Monday 31 October 2022

The Vortex

 The Vortex

When I first played with The Damned at Hastings Pier Ballroom in July 1977, their agent Nick Leigh from the Derek Block Agency was there and, in the dressing room, told me that he'd enjoyed my set and that he promoted top punk venue The Vortex, as well as DJing there. [I have a good friend these days who's an academic; he's one of the world's leading experts on Wyndham Lewis, but as Vorticism goes, this was one maelstrom further altogether.] Anyway, Nick gave me his card and told me to contact him. 

When I rang he was good as gold and duly gave me a date at The Vortex on Halloween night to support The Ants — with Jordan singing back then — and Siouxsie & The Banshees. There was another band on before me; they were called The Void and I have no recollection of them, but about fifteen years ago, I was reading the memoirs of a posh boy junkie called Sebastian Horsley, who died not long after, and lo and behold, it turned out he was in The Void. So a posh boy junkie and not very posh boy junkie on the bill that night. Posh he might have been, but I'll bet he didn't arrive at the venue and see in the queue going round the block, a dozen or more of his friends who had come from the posh suburbs to support him. I will further bet even more money that no-one said, as they handed him a syringe loaded with morphine: 'There ya go, Jools, it's in the gun.' [I very responsibly kept it till after my set.]

I was at the time living at my gran's flat in Holland Park. My friend Adam Cox, another posh junkie, who had close-cropped blonde hair with red and blue dye in, and was dressed that night from head to foot in studded black leather, so at about eighteen stone and six feet, an imposing character, came to call for me and, guitar in my hand, we hopped on the Central Line into town. I can't remember if we alighted at Oxford Circus or Tottenham Court Road, as Wardour Street is equidistant between the two, but guess the former as it comes first.

When we got to the venue, they were indeed queueing around the block, and I was amazed to see so many of my pals there, including Bill Major, the man who'd called me Auntie in the first place, and who never left our manor, unless to see an American bluesman at the 100 Club. He had on his signature green and white striped rugby shirt, but luckily in view of the crazy pogoing that ensued inside, he had by then swapped the leather Indian sandals he always used to wear, for a pair of twelve hole Dr. Marten's. Also there were my pal Bob Wilson [known as Watson, or sometimes Sonny Boy, because once when under the influence he had been trying to talk about Sonny Boy Williamson and had inadvertently said Sonny Boy Watson], who was right down the front when I was playing and dancing like a maniac, whilst another punter set his hair alight on the floor next to him; my dear friend Robin Bibi, who would play on my single the following year, and with whom I've been playing on and off ever since; with Bill was a fella called Bob The Bins (for obvious reasons) —he had been a semi-respectable sales rep about four years earlier but had fallen into bad company i.e. us lot in the pub, and rather gone adrift.
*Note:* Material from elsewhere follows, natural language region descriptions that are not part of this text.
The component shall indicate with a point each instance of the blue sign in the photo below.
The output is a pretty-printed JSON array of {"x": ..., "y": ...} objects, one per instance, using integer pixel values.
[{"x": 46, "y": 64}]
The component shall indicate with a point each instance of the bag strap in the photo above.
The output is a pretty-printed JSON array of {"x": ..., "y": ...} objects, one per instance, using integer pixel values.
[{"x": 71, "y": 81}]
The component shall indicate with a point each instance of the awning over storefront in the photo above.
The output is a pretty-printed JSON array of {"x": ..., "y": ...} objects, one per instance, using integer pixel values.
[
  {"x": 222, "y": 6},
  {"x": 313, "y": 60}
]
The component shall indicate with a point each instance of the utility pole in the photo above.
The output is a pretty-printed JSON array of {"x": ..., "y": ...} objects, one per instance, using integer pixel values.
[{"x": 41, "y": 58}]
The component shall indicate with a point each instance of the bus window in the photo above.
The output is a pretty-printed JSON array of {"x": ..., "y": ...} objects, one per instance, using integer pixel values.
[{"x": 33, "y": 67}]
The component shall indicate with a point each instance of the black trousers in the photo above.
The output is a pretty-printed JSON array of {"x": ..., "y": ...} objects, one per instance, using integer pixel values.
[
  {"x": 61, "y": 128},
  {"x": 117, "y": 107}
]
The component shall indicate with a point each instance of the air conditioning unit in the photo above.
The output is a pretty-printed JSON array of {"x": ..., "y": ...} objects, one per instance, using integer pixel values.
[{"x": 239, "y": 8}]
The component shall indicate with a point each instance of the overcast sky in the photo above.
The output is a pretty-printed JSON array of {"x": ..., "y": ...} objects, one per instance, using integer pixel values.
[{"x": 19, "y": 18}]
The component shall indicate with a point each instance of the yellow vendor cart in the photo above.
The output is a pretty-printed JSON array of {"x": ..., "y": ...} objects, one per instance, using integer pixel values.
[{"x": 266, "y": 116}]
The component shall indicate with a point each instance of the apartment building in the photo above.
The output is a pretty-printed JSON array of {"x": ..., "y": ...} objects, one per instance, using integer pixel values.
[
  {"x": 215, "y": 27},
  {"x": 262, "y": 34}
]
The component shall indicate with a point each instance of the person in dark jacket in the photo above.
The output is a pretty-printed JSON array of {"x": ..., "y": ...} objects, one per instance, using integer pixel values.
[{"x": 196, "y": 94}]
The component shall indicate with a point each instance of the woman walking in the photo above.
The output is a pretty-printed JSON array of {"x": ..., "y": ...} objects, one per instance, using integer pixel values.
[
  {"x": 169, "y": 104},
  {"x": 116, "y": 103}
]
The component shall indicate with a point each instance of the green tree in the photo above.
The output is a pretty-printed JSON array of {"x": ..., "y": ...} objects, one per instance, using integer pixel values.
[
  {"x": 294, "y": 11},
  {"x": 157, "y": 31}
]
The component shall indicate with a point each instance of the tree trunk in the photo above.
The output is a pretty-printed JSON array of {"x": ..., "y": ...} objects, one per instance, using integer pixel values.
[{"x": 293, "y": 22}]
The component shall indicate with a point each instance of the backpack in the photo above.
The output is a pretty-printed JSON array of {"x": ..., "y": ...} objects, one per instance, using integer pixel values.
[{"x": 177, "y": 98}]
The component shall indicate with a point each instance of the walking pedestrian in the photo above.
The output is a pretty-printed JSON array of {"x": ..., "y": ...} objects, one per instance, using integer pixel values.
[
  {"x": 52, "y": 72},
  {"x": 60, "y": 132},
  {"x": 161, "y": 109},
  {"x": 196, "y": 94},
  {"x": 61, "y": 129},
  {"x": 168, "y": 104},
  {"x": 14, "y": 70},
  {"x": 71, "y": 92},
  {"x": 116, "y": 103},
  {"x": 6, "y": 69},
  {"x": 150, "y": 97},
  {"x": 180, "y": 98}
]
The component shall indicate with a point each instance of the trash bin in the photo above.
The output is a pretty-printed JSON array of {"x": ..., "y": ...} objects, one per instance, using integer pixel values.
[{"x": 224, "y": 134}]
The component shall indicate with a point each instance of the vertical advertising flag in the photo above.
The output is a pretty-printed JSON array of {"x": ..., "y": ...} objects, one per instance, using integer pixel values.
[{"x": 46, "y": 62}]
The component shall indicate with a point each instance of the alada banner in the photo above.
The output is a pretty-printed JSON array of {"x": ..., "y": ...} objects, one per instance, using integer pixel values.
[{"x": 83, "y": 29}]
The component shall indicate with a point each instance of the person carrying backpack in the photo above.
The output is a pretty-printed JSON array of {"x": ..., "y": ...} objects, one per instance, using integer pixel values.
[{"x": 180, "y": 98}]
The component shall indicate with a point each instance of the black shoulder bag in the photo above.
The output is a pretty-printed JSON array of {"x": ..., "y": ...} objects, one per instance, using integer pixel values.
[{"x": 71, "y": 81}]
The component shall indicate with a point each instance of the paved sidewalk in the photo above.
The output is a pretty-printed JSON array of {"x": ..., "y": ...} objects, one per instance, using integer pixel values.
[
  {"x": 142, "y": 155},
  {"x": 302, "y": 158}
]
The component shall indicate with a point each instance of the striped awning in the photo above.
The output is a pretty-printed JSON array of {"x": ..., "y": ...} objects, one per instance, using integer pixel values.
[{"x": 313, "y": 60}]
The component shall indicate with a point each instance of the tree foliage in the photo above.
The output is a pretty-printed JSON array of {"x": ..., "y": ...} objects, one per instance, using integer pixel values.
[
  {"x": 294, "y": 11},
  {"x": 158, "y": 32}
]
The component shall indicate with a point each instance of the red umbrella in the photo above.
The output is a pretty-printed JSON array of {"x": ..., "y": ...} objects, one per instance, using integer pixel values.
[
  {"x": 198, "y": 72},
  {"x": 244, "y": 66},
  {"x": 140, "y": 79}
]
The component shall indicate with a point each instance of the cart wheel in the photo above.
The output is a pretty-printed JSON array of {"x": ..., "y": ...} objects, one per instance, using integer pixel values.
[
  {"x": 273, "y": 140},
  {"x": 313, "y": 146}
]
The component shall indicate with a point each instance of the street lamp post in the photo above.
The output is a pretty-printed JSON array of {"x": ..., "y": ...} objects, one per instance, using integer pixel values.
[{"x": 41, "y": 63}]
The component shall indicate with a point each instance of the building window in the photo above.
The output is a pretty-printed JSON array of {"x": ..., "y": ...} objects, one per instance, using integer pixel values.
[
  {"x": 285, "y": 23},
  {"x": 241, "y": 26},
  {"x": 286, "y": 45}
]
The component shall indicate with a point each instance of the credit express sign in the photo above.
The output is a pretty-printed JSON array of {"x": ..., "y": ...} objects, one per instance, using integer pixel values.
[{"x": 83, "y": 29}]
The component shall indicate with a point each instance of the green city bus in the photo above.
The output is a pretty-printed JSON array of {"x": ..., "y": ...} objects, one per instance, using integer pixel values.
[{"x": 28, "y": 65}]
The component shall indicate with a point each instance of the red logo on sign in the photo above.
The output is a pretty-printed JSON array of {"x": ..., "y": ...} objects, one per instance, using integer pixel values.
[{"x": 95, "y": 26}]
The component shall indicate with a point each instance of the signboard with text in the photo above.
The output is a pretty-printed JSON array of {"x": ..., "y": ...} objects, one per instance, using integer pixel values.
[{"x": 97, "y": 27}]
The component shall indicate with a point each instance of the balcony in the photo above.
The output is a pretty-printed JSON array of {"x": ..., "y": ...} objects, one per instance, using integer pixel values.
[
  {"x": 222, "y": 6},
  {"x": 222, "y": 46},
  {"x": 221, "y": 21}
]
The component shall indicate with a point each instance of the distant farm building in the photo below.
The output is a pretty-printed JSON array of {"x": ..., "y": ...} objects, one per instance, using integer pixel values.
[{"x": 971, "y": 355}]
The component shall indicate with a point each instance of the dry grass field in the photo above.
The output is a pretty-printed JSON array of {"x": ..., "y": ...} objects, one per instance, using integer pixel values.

He was the one who handed me the works. My pal Glenn Mason, known as Coco for equally obvious reasons, was in attendance too.

My manager David Scott had also come up to Brighton with some pals to support me, and do some networking; it was David who had promoted the Hastings show, and I think his partner in crime Phil Church was with him. Their main income was from a car front they had — I don't know what motor they were in that night, but he always turned up in something eye-catching; the best was a white Rolls Royce like John Lennon's. When I got inside, one of the first people I saw was my other dear friend Arturo Bassick from The Lurkers, who was in conversation with Jimmy Pursey from Sham 69. I don't think they were pals, although the Sham bassist is a friend or ours, rather just two people in up and coming punk bands. Anyway the fact that I had known Robin since we were in our early teens at my public school, and Arturo since the school I went to after that one expelled me, made seeing them both there all the more emotional. As an aside, they didn't meet each other (through me) until 1980, but after that they played together in my band The Men From Uncle, and in Arthur (Arturo)'s bands The Lucky Saddles and The Blubbery Hellbellies.

I can't tell you much more about the gig — I was high as a kite on nerves beforehand, elated afterwards and don't remember much of the main bands, except for Jordan's amazing coxcomb hair, and Siouxsie's whole look. The following year I saw The Banshees at Kingston Coronation Baths and they were magnificent, and more enjoyable for me because I wasn't distrait and floating on air. I don't even recall shooting the morphine up — I think I might even have kept it till I got home to Holland Park. Nick Leigh paid me the kingly sum of ten pounds, and Damned tours and downhill slopes beckoned.